Dengan perkembangan tersebut, sepanjang tahun 2012, perekonomian KTI mengalami
ekspansi yang cukup menggembirakan, dengan pertumbuhan ekonomi tahun 2012
diperkirakan mencapai 7,11% ± 1% (yoy), cenderung lebih tinggi dibanding tahun
sebelumnya yang mencapai 5,45%. Seluruh wilayah diproyeksikan mengalami peningkatan
pertumbuhan, terutama didorong oleh akselerasi sektor tambang dan industri pengolahan
yang pulih kembali pasca lambatnya pertumbuhan akibat gangguan supply di tahun lalu.
Hal ini didukung pula oleh kuatnya konsumsi domestik di sepanjang tahun 2012.

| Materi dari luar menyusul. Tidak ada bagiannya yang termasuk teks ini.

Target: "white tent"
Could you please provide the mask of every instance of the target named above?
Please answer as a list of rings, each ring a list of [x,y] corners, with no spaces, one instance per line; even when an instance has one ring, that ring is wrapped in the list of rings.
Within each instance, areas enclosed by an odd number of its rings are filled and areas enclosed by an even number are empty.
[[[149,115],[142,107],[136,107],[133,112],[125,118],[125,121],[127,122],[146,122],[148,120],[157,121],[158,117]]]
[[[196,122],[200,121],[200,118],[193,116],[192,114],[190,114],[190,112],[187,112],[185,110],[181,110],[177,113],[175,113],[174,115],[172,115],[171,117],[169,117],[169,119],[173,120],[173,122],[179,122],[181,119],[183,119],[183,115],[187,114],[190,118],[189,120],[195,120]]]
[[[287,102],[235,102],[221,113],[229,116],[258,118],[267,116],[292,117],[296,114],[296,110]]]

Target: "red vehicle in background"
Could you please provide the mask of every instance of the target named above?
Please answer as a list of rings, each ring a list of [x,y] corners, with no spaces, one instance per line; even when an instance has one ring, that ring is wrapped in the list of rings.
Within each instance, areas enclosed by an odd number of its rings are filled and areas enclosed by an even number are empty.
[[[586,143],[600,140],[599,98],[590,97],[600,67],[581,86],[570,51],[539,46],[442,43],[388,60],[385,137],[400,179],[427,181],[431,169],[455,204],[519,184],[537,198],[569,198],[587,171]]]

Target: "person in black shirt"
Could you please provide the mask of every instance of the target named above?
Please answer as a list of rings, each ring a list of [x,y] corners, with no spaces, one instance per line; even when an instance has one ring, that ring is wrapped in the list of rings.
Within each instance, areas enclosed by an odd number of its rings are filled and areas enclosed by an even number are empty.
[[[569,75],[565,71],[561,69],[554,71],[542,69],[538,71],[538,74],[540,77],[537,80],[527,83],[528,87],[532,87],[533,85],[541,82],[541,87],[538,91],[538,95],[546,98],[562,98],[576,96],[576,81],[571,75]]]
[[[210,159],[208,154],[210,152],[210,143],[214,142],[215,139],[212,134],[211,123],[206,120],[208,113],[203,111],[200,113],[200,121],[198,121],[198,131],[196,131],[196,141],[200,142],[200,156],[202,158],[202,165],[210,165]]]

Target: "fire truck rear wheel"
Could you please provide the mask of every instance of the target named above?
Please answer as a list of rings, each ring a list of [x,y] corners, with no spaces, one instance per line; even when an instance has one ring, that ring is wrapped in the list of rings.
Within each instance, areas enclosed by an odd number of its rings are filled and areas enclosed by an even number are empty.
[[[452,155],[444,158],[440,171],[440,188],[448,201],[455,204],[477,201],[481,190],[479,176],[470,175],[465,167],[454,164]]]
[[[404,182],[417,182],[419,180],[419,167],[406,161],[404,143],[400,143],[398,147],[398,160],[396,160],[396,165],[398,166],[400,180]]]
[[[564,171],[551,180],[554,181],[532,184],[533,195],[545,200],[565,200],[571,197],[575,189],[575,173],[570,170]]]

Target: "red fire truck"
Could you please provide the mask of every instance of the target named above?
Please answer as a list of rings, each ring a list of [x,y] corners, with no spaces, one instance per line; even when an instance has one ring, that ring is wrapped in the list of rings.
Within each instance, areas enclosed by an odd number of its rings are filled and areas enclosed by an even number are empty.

Tekanan inflasi di triwulan IV diperkirakan meningkat, dari 5,05% (yoy) di triwulan III
menjadi 5,61 ± 1% di akhir tahun. Seluruh wilayah di KTI baik Kalimantan, Sulampua,
maupun Balnustra, diprediksikan akan mengalami tekanan inflasi yang meningkat pada
triwulan mendatang. Proyeksi inflasi yang meningkat terutama ditunjukkan oleh daerah-
daerah yang jauh secara geografis. Beberapa faktor yang berpotensi menjadi sumber
penyebab tekanan inflasi antara lain terkait dengan tingginya kegiatan pariwisata dan
liburan pada periode tersebut yang menyebabkan permintaan terhadap barang dan jasa
meningkat, peningkatan permintaan terhadap bahan bangunan seiring dengan puncak
realisasi proyek dan masih tingginya aktivitas investasi. Selain itu, pengaruh gangguan
pasokan akibat kemungkinan terjadinya pergeseran awal musim hujan yang berdampak
pada terkendalanya distribusi. Tekanan inflasi diperkirakan terjadi pada bumbu-bumbuan
dan ikan segar.
Lebih lanjut, perlu diwaspadai pula hal-hal yang dapat mengancam inflasi kedepan sebagai
berikut :
• Terbatasnya kuota BBM subsidi. Jika hal ini terjadi dapat menyebabkan dampak turunan
dari inflasi itu sendiri
• Ancaman kekeringan yang semakin parah dapat mengganggu supply dan price instability
di daerah
Ekspektasi masyarakat menjelang kenaikan administered price dikhawatirkan meningkat. Hal
ini dikhawatirkan dapat menyebabkan pelaku usaha melakukan penyesuaian harga
sebelum adanya kenaikan harga untuk menjaga kontinuitas margin keuntungan.